The inability of infants to conjugate chloramphenicol with glucuronic acid appears to be responsible for the accumulation of toxic levels of this drug….. This will lead to what is called gray-baby syndrome.
Neonatal hyperbilirubinemia results from the newborn baby to glucuronide bilirubin.

67. Species and strain differeneces
There are metabolic differences between species, such as between human and dogs, rabbit, pigs, cats and birds.

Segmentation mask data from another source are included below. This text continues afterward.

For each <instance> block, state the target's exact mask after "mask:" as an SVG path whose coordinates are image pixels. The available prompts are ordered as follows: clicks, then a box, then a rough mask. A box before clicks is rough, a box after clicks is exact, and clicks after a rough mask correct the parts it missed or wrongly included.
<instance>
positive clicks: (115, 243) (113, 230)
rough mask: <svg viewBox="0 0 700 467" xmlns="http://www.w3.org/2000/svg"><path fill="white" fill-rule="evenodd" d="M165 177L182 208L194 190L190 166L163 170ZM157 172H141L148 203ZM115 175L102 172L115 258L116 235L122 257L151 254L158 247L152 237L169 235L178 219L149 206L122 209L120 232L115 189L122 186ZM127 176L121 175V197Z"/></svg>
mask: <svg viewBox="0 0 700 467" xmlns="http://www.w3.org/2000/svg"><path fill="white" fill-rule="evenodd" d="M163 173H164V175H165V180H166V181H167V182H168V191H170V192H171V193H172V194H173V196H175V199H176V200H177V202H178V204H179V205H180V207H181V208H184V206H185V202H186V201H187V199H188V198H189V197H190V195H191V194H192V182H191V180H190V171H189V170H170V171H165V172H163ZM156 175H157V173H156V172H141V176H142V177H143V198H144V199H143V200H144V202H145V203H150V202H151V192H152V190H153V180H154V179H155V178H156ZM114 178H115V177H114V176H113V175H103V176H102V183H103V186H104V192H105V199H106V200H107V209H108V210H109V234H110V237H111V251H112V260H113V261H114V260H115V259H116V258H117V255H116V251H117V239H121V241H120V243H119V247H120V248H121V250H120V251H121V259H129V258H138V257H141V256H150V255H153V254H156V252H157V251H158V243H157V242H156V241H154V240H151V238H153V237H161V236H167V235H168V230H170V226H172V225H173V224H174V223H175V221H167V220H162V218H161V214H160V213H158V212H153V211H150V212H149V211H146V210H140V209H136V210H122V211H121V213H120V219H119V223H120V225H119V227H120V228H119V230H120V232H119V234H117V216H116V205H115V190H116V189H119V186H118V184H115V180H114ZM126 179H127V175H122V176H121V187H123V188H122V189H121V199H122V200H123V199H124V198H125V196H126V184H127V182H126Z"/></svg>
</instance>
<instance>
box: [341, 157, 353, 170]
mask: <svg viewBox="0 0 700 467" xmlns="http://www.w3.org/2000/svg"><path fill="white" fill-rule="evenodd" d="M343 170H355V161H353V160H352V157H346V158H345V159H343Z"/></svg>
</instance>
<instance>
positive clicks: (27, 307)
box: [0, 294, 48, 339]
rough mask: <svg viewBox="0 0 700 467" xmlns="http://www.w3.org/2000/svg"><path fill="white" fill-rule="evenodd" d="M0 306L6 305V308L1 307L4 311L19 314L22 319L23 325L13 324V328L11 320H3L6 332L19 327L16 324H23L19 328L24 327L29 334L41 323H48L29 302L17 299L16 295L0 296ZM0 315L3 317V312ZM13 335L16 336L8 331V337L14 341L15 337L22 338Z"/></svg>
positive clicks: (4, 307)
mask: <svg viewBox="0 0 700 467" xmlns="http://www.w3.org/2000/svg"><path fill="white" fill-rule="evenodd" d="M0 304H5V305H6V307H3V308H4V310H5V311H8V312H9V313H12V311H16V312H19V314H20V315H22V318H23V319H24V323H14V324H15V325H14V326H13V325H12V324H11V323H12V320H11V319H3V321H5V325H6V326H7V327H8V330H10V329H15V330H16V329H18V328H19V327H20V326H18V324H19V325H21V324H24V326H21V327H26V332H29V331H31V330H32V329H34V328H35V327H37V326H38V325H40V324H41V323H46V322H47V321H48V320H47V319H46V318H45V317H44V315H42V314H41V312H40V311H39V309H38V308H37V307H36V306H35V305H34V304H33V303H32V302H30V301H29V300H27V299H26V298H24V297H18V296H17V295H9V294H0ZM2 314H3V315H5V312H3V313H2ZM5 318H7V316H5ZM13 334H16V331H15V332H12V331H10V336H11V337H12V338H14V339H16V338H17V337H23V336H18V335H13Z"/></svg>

68. Species and strain differences
The conjugation with amino acids differs between species as well:
Glycine conjugation is common in most animals.
Birds normally use ornithine amino acid for conjugation.
Strain differences in mice and rabbit have been noted: mainly due to genetic variations that affect the amount of metabolizing enzymes

69. Hereditary or genetic factors
Genetic factors in human is the main cause for the differences in the rate o drug metabolism.
the difference in the rate of acetylation is one example:
Rapid acetylators have more hepatic acetyl N-transferase than the slow acetylators.
90% of Asians and Eskimos are rapid acetylator.
Egyptians and Mediterranean are slow acetylators.
The rate of acetlations is clinically important in terms of therapeutic response and toxicity.
Also, genetic factors affect the arte of oxidation.

70. Sex differences
The rate of metabolism also varies according to sex in some animal species.
Generally it is species dependant:
Rabbit and mice do not show a significant sex differences in drug metabolism.
In humans, few repots of sex differences have been observed:
Nicotine and aspirin seem to be metabolized more rapidly in male compared to female.

71. Genetic Polymorphism
Can be defined as the genetic differences in the natural expression of enzyme isoforms.
Resulted in inter-individual variation in the metabolism of drugs.
Three families of CYP450 exist(CYP1-3).
Two phenotypes:
Extensive metabolizer (EM).
Poor metabolizer (PM).

72. Genetic Polymorphism
Poor metabolizer s(PM) are normally associated with higher risk of serious side effects due to the accumulation of drugs in the body.
Poor metabolizer (PM) also experience loss of activity in some drugs (codeine is an example)

73. Genetic Polymorphism
Poor metabolizer phenotype is inherited as an autosomal recessive gene while the extensive metabolizer is the predominant one.
Extensive metabolizers may be more susceptible than Poor metabolizers to develop cancers because they are better able to activate the pro-carcinogens into the active carcinogen.